= Felix Galimir =

American violinist (1910–1999)

Felix Galimir (May 20, 1910, Vienna – November 10, 1999, New York) was an Austrian-born American violinist and music teacher.

Born in a Sephardic Jewish family Vienna; his first language was Ladino.
 He studied with Adolf Bak and Simon Pullman at the Vienna Conservatory from the age of twelve and graduated in 1928. With his three sisters he founded the Galimir Quartet in 1927 to commemorate the centenary of the death of Ludwig van Beethoven. During the early 1930s Galimir studied with Carl Flesch in Berlin. In 1936, the Galimir Quartet recorded the Lyric Suite of Alban Berg and the String Quartet of Maurice Ravel under the supervision of the composers, who were present during the rehearsals and recording sessions.

In 1936, he joined the Vienna Philharmonic Orchestra. He was harassed because of his Jewish ethnicity – at one performance, writes Allan Kozinn, "just as the lights went down, the principal clarinetist called out, in a voice audible throughout the theater, 'Galimir – have you eaten your matzos today?'" The next season, the orchestra expelled him because he was Jewish. He then emigrated to Palestine to join the newly founded Palestine Symphony Orchestra.
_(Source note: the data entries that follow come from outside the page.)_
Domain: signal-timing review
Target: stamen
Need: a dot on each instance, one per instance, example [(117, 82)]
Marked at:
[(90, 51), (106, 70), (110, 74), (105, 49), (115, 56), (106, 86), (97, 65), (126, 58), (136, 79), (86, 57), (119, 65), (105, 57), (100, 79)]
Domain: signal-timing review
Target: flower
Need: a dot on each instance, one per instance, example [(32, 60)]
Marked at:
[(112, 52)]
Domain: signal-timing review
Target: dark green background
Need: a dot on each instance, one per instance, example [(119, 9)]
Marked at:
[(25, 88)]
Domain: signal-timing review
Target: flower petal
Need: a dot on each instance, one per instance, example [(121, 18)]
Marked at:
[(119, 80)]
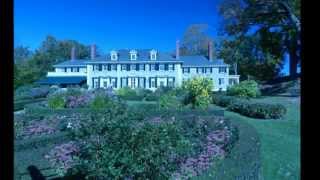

"My mother was Austrian, but as my father was Romanian, we were considered enemy aliens and lived in fear of internment", he said of his family's plight in World War I.

In 1938, Galimir moved to New York, where he founded another quartet and served as member of the NBC Symphony Orchestra from 1939 to 1956.(later, when the NBC ensemble was disbanded, Galimir was concertmaster of the Symphony of the Air.) In the 1950s he began acquiring a reputation as a music teacher and began teaching at The City College of New York and later at The Juilliard School in New York in 1962 and from 1972 at the Curtis Institute of Music in Philadelphia. In 1976 he began teaching at Mannes College of Music in New York.

In 1952, after the death of Adolf Busch, pianist Rudolf Serkin asked Galimir to join the faculty of the Marlboro Music Festival, where he was in residence every year from 1954 until his death in 1999.

Galimir died on November 10, 1999, aged 89, of natural causes and has since been honoured with memorial concerts and competitions in his name.